Google Cloud Storage Connector for Data Prep¶
User Persona: Data Prep User, Data Prep Admin, or Data Source Admin
This document covers all configuration fields available during connector setup. Some fields may have already been filled out by your Administrator at an earlier step of configuration and may not be visible to you. For more information on Data Prep's connector framework, see Data Prep Connector setup. Also, your Admin may have named this connector something else in the list of Data Sources.
Configure Data Prep¶
This connector allows you to connect to Google Cloud Storage (GCS) for browsing and importing objects. The following fields are used to create a connection to the data source.
Name: Name of the data source as it will appear to users in the UI.
Description: Description of the data source as it will appear to users in the UI.
You can connect Data Prep to multiple GCS accounts. Using a descriptive name can be a big help to users in identifying the appropriate data source.
Google Cloud Storage Configuration¶
Bucket Name: A Google Cloud Storage bucket represents a collection of objects in Google Cloud Storage.

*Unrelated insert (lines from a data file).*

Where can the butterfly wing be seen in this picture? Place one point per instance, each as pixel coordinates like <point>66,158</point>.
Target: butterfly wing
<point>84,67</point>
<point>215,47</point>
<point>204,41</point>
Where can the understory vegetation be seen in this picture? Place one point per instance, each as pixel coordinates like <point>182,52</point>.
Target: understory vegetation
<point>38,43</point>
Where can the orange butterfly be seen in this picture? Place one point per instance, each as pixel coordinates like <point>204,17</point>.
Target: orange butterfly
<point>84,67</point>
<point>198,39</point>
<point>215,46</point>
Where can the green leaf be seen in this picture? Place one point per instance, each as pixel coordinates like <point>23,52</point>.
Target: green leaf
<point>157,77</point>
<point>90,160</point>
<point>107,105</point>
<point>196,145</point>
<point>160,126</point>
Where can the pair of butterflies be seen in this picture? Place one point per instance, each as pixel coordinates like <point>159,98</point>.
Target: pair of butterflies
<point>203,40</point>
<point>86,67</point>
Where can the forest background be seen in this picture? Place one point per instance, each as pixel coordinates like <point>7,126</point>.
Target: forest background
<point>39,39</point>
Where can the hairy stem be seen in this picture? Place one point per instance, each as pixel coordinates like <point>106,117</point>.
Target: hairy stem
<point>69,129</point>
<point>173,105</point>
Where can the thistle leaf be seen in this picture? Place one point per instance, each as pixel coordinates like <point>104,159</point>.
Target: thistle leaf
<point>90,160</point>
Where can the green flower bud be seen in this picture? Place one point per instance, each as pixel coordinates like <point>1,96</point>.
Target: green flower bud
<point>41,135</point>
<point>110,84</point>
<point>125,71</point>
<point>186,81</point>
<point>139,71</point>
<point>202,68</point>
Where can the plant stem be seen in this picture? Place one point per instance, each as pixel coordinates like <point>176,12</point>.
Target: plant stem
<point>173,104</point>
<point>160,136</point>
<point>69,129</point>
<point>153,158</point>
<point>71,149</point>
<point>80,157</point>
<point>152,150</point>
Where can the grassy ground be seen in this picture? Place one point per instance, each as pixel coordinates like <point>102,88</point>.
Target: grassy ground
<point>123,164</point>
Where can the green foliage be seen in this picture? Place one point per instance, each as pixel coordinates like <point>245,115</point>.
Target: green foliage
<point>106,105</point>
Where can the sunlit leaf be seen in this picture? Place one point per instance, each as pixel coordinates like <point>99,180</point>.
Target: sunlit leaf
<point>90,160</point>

Object Prefix: Prefix is a folder/sub-folder in the bucket. Select the prefix you want to use in the bucket. Default value to view all objects is "/".
JSON Web Token: JSON Web Token for Google Cloud Storage is required for authenticating the account. Provide the JWT file content for establishing a secured connection with Google Cloud Storage. For more details on the JWT, see the Google documentation for Using OAuth 2.0 for Server to Server Applications.
Web Proxy Configuration¶
If you connect to Google Cloud Storage through a proxy server, these fields define the proxy details.
Web Proxy: 'None' if no proxy is required or 'Proxied' if the connection to Google Cloud Storage should be made via a proxy server. If a web proxy server is required, the following fields are required to enable a proxied connection.
Proxy host: The host name or IP address of the web proxy server.
Proxy port: The port on the proxy server for Data Source.
Proxy username: The username for the proxy server.
Proxy password: The password for the proxy server. *Leave username & password blank for an unauthenticated proxy connection.
How to Authenticate with Google¶
The Data Prep Google Cloud Storage Connector leverages Service Account authentication.
In order to access Google Cloud Storage using Data Prep you must:
Create a Google Service Account for the Cloud Storage service:
- Open the list of credentials in the Google Cloud Platform Console: https://console.cloud.google.com/apis/credentials.
- Click Create credentials.
- Select Service account key.
- In the Create service account key window, click the drop-down box below Service account, then click New service account.
- Enter a name for the service account in Name.
- Choose a Cloud Storage Role that grants the service account the desired level of access.
- Use the default Service account ID or generate a different one.
- Select the Key type: JSON.
A Service account created window is displayed and the private key for the Key type you selected is downloaded automatically. Remember the downloaded credential location. 10. Click Close. 2. Download the JSON credential for an existing Service Account for the Cloud Storage service: 1. Log in to the Google Console using the end-user account: https://console.cloud.google.com/apis/credentials.
Ensure that the correct Project is selected in the dropdown list.
Scroll down to the "OAUTH 2.0 client IDs" section.
- Click the Name of the existing ID that you plan to use in the Connector.
- On the resulting page, click the "DOWNLOAD JSON" link.
- Remember the downloaded credential location.
For additional reference, please see: https://cloud.google.com/storage/docs/authentication#generating-a-private-key
Data Import Information¶
Browse directories and files within the configured Bucket/Prefix.